Operating system and Environment details

Ubuntu 16.04.1 LTS (GNU/Linux 4.4.0-31-generic x86_64)

Log Fragments

2019/03/03 19:08:03 [ERR] agent: failed to sync remote state: rpc error making call: ACL not found
    2019/03/03 19:08:10 [ERR] agent: Coordinate update error: rpc error making call: ACL not found
    2019/03/03 19:08:16 [DEBUG] memberlist: Initiating push/pull sync with: 172.20.14.23:8301
    2019/03/03 19:08:20 [ERR] agent: failed to sync remote state: rpc error making call: ACL not found
    2019/03/03 19:08:31 [ERR] agent: Coordinate update error: rpc error making call: ACL not found
    2019/03/03 19:08:36 [ERR] agent: failed to sync remote state: rpc error making call: ACL not found
    2019/03/03 19:08:46 [DEBUG] memberlist: Initiating push/pull sync with: 172.20.14.22:8301
    2019/03/03 19:08:55 [ERR] agent: Coordinate update error: rpc error making call: ACL not found
    2019/03/03 19:08:56 [DEBUG] memberlist: Stream connection from=172.20.14.19:59020
    2019/03/03 19:09:00 [DEBUG] memberlist: Stream connection from=172.20.14.23:45656
    2019/03/03 19:09:03 [DEBUG] memberlist: Stream connection from=172.20.14.18:42034
    2019/03/03 19:09:03 [ERR] agent: failed to sync remote state: rpc error making call: ACL not found
    2019/03/03 19:09:04 [DEBUG] memberlist: Stream connection from=172.20.14.22:46430
    2019/03/03 19:09:16 [DEBUG] memberlist: Initiating push/pull sync with: 172.20.14.22:8301
    2019/03/03 19:09:22 [ERR] agent: Coordinate update error: rpc error making call: ACL not found
rboyer commented 5 years ago

acl is not a prefix-able rule type, so acl_prefix "" { policy = "write" } is being ignored. If you update the rule to just be acl = "write" it should work.

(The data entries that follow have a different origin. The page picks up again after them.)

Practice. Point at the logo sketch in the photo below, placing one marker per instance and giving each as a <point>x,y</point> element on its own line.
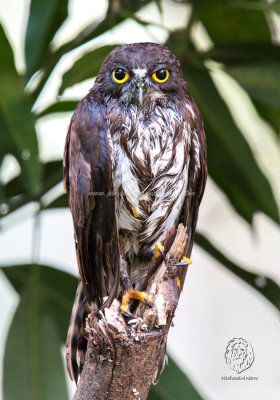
<point>239,355</point>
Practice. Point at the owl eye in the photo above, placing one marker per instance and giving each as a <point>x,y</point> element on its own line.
<point>120,75</point>
<point>161,75</point>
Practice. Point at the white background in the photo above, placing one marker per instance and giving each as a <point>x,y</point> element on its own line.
<point>215,306</point>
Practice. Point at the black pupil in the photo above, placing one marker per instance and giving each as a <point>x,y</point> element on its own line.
<point>161,74</point>
<point>119,74</point>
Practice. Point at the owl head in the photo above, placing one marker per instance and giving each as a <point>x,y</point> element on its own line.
<point>141,72</point>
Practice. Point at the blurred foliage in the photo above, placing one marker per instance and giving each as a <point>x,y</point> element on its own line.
<point>242,45</point>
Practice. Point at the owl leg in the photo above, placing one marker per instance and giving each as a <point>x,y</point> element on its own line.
<point>129,293</point>
<point>160,252</point>
<point>184,261</point>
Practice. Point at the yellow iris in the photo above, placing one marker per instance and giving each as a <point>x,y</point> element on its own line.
<point>161,75</point>
<point>120,75</point>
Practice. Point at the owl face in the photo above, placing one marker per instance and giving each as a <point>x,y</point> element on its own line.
<point>139,73</point>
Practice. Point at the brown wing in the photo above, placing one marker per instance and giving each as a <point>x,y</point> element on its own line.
<point>89,186</point>
<point>197,177</point>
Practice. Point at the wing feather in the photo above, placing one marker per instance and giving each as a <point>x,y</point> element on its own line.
<point>197,176</point>
<point>89,186</point>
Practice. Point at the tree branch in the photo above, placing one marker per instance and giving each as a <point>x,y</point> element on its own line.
<point>123,358</point>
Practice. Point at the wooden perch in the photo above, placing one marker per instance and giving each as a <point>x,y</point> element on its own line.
<point>123,357</point>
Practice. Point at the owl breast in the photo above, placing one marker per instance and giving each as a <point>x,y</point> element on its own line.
<point>150,174</point>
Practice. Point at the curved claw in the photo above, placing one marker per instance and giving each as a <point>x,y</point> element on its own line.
<point>147,301</point>
<point>130,295</point>
<point>160,250</point>
<point>127,313</point>
<point>185,261</point>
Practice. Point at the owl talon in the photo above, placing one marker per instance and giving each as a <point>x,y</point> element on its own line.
<point>134,294</point>
<point>127,313</point>
<point>160,251</point>
<point>147,301</point>
<point>184,261</point>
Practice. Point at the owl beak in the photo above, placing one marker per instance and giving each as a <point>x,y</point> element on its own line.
<point>140,88</point>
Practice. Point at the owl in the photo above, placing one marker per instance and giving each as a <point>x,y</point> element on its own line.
<point>134,167</point>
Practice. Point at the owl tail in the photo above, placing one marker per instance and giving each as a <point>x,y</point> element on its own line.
<point>76,342</point>
<point>162,362</point>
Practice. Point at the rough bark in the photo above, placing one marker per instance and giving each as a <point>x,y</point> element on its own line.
<point>123,357</point>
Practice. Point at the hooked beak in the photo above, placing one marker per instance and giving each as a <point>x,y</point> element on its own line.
<point>140,88</point>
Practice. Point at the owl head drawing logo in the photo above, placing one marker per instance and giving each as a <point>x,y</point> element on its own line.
<point>239,355</point>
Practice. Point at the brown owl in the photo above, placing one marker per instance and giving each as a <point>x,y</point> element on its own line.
<point>134,167</point>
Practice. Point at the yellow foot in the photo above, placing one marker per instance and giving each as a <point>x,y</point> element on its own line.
<point>178,283</point>
<point>184,261</point>
<point>134,294</point>
<point>159,250</point>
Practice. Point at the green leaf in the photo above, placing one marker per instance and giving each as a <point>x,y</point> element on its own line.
<point>33,351</point>
<point>60,106</point>
<point>230,160</point>
<point>85,67</point>
<point>14,193</point>
<point>243,53</point>
<point>270,114</point>
<point>227,24</point>
<point>17,129</point>
<point>44,20</point>
<point>173,385</point>
<point>261,81</point>
<point>270,290</point>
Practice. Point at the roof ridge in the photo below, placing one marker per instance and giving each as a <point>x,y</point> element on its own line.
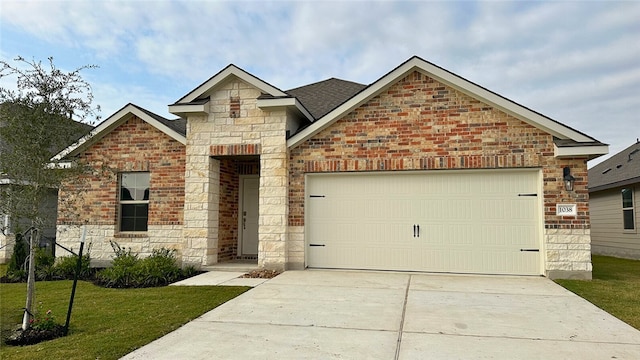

mkeeler commented 5 years ago

So when @ChipV223 and I were working through this before there were a couple of issues.

1) Was that the rule was wrong which allowed replication to work and would fix things. 2) Somehow the FSM in the secondary DC contained token information. So the fallback mechanism to do remote token/policy resolution until the replication got worked out was not happening.

The first is user error but the second is something we should probably look into at some point. A custom binary I provided him made it check the local acl replication status instead of raft indices to determine whether it should do the fallback. That cannot be just PRed as is because that only works on the leader and not the other followers without doing an extra RPC to the leader to determine the replication status.

stale[bot] commented 5 years ago

Hey there, We wanted to check in on this request since it has been inactive for at least 60 days. If you think this is still an important issue in the latest version of Consul or its documentation please reply with a comment here which will cause it to stay open for investigation. If there is still no activity on this issue for 30 more days, we will go ahead and close it.

Feel free to check out the community forum as well! Thank you!

stale[bot] commented 4 years ago

Hey there, This issue has been automatically closed because there hasn't been any activity for at least 90 days. If you are still experiencing problems, or still have questions, feel free to open a new one :+1:

ghost commented 4 years ago

Hey there,

This issue has been automatically locked because it is closed and there hasn't been any activity for at least 30 days.

If you are still experiencing problems, or still have questions, feel free to open a new one :+1:.